Les Ecoulements pyroclastiques du volcan Sinabung, 04 janvier 2014
Les écoulements pyroclastiques du 4 janvier. Images : VSI

Cette activité montre que le dôme reste bien alimenté et je ne peux dire qu'une chose: l'"activité pyroclastique" est impressionnante, très intense.

*Sismicité
- les secousses hybrides, qui résultent de la combinaison des secousses liées à la fracturation avec celles produites par les mouvements de magma et sont associées par les volcanologues à la croissance du dôme, sont en moyenne comptabilisées 471 fois par jour. C'est donc une sismicité élevée.
- les volcanologues décrivent comme "spectaculaire" la hausse des secousses produites par les avalanches de blocs depuis le 30 décembre. On peut donc supposer que c'est à partir de cette date que le dôme a commencé à franchement déborder de la zone sommitale et s’est retrouvé dans la pente. Actuellement c'est une moyenne de 99 avalanches quotidiennes qu'enregistre le VSI.


Evolution des différentes composantes de la sismicité au cours de l'année 2013/début 2014; extrait du rapport du VSI. Image : VSI

* Déformations
Depuis que le dôme a commencé à se mettre en place et déborder sur les pentes, une partie de la déformation montre une tendance à la déflation. C'est logique dans la mesure où tant que le magma n'est pas émis, la pression que subissent les parois du volcan s'exprime par un gonflement (inflation) (la pression écarte les parois). La légère déflation enregistrée depuis le 30 décembre indique donc que les contraintes baissent sur les parois, les avalanches et écoulements pyroclastiques empêchant le dôme de trop bloquer la sortie du magma qui se trouve encore dans les conduits. En cela la présence de tels écoulements est plutôt positif, même si il s'agit de phénomènes d'une extrême dangerosité. Positif? Oui car si la pression n'augmente pas de manière significative, le risque d'explosion de très grande puissance (qui pourrait générer des écoulements bien plus importants et destructeurs que ceux qui se produisent actuellement) s'éloigne lui aussi. L'analyse de la déformation indique aussi qu'une masse de magma continue de migrer vers la surface. On peut donc s'attendre à ce que l'activité ne s'arrête pas rapidement.


Cette activité persistante a incité les autorités à reconduire jusqu'au 18 janvier au moins le niveau d'alerte maximum et donc l'interdiction formelle pour les personnes évacuées (20 331 au dernier recensement) de retourner chez elles.
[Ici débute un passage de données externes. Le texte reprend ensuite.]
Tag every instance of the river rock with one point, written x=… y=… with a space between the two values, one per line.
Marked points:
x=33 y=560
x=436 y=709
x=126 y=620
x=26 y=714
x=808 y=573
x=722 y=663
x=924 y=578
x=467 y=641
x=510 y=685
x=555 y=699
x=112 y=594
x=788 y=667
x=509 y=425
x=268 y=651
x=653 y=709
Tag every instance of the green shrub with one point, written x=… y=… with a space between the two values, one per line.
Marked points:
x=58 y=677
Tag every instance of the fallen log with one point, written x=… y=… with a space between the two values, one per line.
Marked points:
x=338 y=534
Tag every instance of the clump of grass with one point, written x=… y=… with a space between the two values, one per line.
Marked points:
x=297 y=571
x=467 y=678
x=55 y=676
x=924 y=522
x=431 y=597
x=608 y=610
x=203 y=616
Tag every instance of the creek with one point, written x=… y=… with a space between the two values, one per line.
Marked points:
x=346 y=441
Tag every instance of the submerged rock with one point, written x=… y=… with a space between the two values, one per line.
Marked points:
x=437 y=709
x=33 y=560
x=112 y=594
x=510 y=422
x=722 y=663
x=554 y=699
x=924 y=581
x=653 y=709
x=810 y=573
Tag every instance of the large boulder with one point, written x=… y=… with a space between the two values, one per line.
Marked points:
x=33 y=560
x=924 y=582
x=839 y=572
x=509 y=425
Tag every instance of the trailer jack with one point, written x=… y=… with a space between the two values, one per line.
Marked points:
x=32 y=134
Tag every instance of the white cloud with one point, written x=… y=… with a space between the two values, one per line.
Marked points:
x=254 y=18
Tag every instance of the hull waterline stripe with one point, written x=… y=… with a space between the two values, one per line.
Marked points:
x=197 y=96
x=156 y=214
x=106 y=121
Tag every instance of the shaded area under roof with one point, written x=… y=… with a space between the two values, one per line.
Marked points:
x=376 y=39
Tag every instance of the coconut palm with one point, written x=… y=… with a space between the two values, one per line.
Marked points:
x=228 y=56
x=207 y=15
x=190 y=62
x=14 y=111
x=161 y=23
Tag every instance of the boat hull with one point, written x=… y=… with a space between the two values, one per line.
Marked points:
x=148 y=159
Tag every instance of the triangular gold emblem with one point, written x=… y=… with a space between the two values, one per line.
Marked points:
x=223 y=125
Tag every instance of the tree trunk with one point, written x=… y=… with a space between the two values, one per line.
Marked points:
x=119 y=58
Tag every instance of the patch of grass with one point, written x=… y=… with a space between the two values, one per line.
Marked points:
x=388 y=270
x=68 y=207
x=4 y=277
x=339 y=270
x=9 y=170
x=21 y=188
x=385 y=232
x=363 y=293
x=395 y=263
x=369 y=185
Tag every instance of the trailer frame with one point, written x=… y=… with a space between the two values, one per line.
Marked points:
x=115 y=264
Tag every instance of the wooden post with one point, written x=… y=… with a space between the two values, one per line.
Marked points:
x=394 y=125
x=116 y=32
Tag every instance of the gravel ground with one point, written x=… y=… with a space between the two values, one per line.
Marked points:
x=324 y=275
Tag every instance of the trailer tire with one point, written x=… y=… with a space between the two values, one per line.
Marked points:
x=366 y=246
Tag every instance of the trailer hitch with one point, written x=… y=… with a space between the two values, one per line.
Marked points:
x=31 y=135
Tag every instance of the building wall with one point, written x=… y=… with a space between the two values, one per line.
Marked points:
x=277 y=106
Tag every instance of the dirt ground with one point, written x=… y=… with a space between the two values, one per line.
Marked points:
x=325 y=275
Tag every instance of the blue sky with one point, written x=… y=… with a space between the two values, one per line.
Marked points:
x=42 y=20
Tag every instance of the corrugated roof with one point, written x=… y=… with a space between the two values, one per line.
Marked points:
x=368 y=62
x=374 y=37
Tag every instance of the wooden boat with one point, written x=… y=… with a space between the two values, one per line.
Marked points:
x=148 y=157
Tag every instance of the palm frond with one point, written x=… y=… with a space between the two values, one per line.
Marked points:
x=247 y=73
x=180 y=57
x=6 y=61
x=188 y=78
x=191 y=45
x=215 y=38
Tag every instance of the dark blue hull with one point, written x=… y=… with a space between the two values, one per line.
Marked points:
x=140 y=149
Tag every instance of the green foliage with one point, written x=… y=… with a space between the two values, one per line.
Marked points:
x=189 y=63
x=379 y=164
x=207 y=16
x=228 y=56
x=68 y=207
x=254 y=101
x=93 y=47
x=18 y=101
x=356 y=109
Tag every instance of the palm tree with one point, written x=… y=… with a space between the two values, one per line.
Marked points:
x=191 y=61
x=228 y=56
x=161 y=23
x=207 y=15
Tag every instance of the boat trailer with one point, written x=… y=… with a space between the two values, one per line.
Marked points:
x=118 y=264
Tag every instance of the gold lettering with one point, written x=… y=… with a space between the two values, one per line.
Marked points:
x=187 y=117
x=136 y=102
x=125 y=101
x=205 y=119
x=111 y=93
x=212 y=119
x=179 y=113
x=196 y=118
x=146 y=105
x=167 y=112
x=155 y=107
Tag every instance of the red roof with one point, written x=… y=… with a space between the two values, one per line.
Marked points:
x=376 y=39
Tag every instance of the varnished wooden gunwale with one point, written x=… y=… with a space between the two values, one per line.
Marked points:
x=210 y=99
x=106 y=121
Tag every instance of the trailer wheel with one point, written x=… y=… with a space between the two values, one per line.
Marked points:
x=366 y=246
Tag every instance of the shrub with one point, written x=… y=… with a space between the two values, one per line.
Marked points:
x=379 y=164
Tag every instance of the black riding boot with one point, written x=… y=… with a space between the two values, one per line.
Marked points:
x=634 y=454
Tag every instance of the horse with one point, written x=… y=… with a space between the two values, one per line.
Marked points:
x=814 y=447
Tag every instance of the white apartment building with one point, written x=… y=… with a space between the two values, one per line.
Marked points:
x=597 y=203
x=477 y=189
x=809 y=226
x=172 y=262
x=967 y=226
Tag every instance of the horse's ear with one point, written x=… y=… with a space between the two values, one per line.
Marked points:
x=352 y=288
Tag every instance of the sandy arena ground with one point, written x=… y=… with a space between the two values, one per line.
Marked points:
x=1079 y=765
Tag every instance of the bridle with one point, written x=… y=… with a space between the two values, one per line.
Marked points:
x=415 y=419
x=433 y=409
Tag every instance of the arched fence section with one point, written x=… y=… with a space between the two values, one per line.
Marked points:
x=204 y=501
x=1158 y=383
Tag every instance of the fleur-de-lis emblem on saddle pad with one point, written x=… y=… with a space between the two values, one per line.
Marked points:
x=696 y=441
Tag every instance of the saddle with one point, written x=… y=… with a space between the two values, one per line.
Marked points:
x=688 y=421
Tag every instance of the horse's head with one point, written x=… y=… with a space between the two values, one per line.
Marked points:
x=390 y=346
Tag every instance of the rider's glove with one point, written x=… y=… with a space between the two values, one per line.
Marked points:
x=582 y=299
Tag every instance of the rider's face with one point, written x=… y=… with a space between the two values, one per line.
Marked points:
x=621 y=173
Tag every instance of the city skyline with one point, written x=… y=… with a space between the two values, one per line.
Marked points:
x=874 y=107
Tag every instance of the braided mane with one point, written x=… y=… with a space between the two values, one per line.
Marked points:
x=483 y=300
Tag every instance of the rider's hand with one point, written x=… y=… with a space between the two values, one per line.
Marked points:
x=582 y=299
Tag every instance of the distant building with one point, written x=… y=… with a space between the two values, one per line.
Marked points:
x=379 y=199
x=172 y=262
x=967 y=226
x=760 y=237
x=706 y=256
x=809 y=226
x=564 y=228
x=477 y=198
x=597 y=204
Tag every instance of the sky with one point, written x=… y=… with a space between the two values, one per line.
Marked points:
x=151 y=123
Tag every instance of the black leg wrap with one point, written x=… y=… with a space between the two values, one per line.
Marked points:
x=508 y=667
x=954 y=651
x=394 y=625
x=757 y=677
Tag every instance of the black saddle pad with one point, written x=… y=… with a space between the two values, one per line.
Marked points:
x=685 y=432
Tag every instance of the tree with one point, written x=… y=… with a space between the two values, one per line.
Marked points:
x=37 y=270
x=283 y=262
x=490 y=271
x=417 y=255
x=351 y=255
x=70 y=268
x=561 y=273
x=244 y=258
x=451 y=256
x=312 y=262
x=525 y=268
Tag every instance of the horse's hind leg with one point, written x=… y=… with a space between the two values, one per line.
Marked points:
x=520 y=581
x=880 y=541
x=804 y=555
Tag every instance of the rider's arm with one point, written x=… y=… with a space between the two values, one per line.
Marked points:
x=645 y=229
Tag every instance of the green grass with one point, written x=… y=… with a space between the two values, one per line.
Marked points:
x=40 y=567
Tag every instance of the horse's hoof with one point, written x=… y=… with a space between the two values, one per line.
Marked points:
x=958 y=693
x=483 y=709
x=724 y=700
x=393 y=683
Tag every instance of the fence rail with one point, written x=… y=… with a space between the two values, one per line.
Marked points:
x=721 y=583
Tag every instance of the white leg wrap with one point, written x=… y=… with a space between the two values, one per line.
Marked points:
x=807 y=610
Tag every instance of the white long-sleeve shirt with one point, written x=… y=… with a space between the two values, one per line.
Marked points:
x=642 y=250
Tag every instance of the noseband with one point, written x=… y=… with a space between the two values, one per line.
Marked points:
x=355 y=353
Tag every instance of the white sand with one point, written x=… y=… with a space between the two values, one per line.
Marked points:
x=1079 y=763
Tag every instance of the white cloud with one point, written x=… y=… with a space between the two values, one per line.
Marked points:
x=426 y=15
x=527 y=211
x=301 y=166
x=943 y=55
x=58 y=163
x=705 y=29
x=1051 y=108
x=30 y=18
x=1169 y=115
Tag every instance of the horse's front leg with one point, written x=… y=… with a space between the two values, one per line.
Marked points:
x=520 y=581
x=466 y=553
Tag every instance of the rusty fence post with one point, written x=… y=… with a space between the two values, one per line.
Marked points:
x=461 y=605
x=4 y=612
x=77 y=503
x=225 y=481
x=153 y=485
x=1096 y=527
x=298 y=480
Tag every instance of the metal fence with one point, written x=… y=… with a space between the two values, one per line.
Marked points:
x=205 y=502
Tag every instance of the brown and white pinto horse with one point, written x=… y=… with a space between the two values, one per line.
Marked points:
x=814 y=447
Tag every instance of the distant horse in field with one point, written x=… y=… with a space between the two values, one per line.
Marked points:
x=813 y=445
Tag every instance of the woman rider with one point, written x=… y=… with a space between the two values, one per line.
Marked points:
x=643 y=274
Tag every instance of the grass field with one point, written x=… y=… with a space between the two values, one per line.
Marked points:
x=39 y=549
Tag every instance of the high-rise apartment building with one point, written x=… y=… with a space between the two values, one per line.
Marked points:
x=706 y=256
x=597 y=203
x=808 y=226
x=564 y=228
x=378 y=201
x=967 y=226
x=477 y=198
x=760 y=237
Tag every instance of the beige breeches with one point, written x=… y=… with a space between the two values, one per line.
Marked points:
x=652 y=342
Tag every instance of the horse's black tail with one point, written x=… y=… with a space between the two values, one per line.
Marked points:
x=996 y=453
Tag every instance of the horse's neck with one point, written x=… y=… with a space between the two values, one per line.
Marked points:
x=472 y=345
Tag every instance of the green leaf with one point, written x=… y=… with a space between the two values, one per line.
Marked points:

Un écoulement pyroclastique observé de près. Image: Binsar Bakkara/Associated Press

Pour finir ce post je souhaite réagir à une dépêche d'aujourd'hui de l'AFP en anglais qui, parlant de la situation, écrit: "Mount Sinabung on the western island of Sumatra sent rivers of lava flowing through an evacuation zone",  que l'on traduit par: "Le Mont Sinabung, dans l'ouest de Sumatra, a produit des rivières de lave coulant à travers une zone évacuée". C'est une très mauvaise médiation de ce qu'il se passe réèllement sur place. Ce que libère actuellement le Sinabung n'a rien à voir avec des coulées de lave et les problèmes que subit la population, et même les mesures exceptionelles prises par les autorités, sont sans commune mesure avec ce que cela serait si, effectivement, il s'agissait de coulées de lave. On s'étonne après que les lecteurs pensent que les coulées sont dangereuses...
Je ne pense évidemment pas qu'il soit utile, pertinent ou interessant, dans des journaux de presse de cette catégorie de décrire par le menu ce qu'il se passe là-bas et d'employer un vocabulaire trop technique. Mais écrire "sent flows of pyroclasts" à la place de "sent rivers of lava" prendrait 0 secondes et, pour 5 caractères de plus, rendrait infiniment mieux compte de ce qu'il se passe.
Ce n'est que mon avis mais, si il y a une chose que j'ai apprise après plus de 10 années de médiation, c'est l'importance des mots. Ainsi mal parler de quelque chose c'est à la fois le signe qu'on ne le comprend pas et, d'autre part, l'assurance de mal l'expliquer, mal le transmettre...donc de mal informer, ce qui est un comble pour un organe de presse. Il y a eu à ce sujet des recherches et des expériences passionnantes, mais c'est une autre histoire.

MàJ (15h32)

Un time-lapse pour mettre en mouvement les écoulements pyroclastiques du 04 janvier 2014.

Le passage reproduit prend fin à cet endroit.